Speedrunning video games, the competitive field of playing through digital games as quickly as possible, has in recent years been elevated into something between a virtuosic form of fingers-and-thumbs athletics and a highly technical science. The best speedruns reduce epic games meant to take dozens of hours to single-digit minutes through a combination of exploiting glitch-enabled shortcuts and inhuman skill.
A little too inhuman, in some cases. Speedrunning, it turns out, is plagued with fake records set by cheaters who splice together video clips to falsify evidence or use rule-breaking software to gain unfair advantages. One speedrunner and hacker named Allan Cecil has made it his personal mission to catch them.
In a talk at the Defcon hacker conference in Las Vegas today, the details of which WIRED reviewed in advance, Cecil plans to present what he alleges is evidence that a speedrunning record for the 1996 PC game Diablo, which has stood for more than 15 years and holds a spot in the Guinness Book of World Records, was in fact the result of rule-breaking techniques that should disqualify it. If Cecil and the team of investigators who have worked with him over recent months succeed at tearing down that seemingly untouchable benchmark, it will be the third such high-profile speedrun that he’ll have helped to debunk, and the second in just the last year.
Cecil, who is better known in the gaming world by his handle dwangoAC, came into this strange role as a speedrun debunker from an equally niche hobby: He’s known as an expert practitioner of so-called “tool-assisted speedruns,” using emulator software to run a game in a controlled environment to find the limits of what that game’s speedrun can be—an area of speedrunning that some purists once considered, itself, to be a kind of cheating. Cecil maintains instead that those tool-assisted speedruns, in which players meticulously rewind, replay, hone, and perfect their runs frame by frame, can be its own valid form of competition, or even art.
Cecil says he arrived at his fixation with catching cheaters in part out of a determination to protect this lesser-known field of speedrunning from those who would surreptitiously use the same tools in deceptive ways, essentially turning tool-assisted speedruns into a kind of speedrun doping, rather than an honest avocation. “Making a tool-assisted speedrun is a transformative work of art that humans laboriously spend months on, or even years,” says Cecil. “But you definitely do not use tool-assisted speedrun techniques and then try to pretend that it was just human effort. And seeing people do that pisses me off.”

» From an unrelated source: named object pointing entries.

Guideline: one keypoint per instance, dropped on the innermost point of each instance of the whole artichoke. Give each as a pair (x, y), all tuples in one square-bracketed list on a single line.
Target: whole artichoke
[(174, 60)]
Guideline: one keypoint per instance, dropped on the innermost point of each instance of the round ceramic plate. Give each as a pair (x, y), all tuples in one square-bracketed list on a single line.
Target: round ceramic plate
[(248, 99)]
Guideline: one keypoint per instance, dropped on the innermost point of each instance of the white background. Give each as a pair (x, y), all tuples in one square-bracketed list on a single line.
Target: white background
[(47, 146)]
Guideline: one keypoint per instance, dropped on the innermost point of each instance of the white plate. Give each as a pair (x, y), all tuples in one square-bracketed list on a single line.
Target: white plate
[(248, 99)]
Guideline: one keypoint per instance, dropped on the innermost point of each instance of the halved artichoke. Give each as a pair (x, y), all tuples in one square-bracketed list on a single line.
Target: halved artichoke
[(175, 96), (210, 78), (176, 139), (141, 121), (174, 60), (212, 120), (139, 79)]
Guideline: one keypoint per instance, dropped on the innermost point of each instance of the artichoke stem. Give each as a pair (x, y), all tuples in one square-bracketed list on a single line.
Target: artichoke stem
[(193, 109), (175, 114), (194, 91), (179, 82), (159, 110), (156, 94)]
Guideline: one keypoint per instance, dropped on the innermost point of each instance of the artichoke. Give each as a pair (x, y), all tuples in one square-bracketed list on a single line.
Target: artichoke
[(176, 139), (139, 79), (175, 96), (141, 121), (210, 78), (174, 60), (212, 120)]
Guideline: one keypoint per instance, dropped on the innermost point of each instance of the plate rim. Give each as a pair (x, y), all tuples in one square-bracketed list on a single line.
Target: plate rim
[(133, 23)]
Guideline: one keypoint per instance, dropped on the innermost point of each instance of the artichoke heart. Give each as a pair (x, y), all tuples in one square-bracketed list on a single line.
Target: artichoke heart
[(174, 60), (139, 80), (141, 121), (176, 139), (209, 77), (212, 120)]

As a staff member at the tool-assisted speedrun website TASvideos.org and an organizer of many epic speedrunning feats—such as one that famously used coding glitches in the Zelda game Ocarina of Time to rewrite the game’s ending—Cecil has become a fixture of the speedrunning world. He’s also the creator of TASBot, a robot that connects to the controller ports of video game consoles to reproduce controller inputs, so that recorded speedruns can be replayed and verified on original gaming hardware, a spectacle that gamers love so much that livestreams featuring the robot have raised $1.5 million in donations to charitable causes, according to Cecil’s count.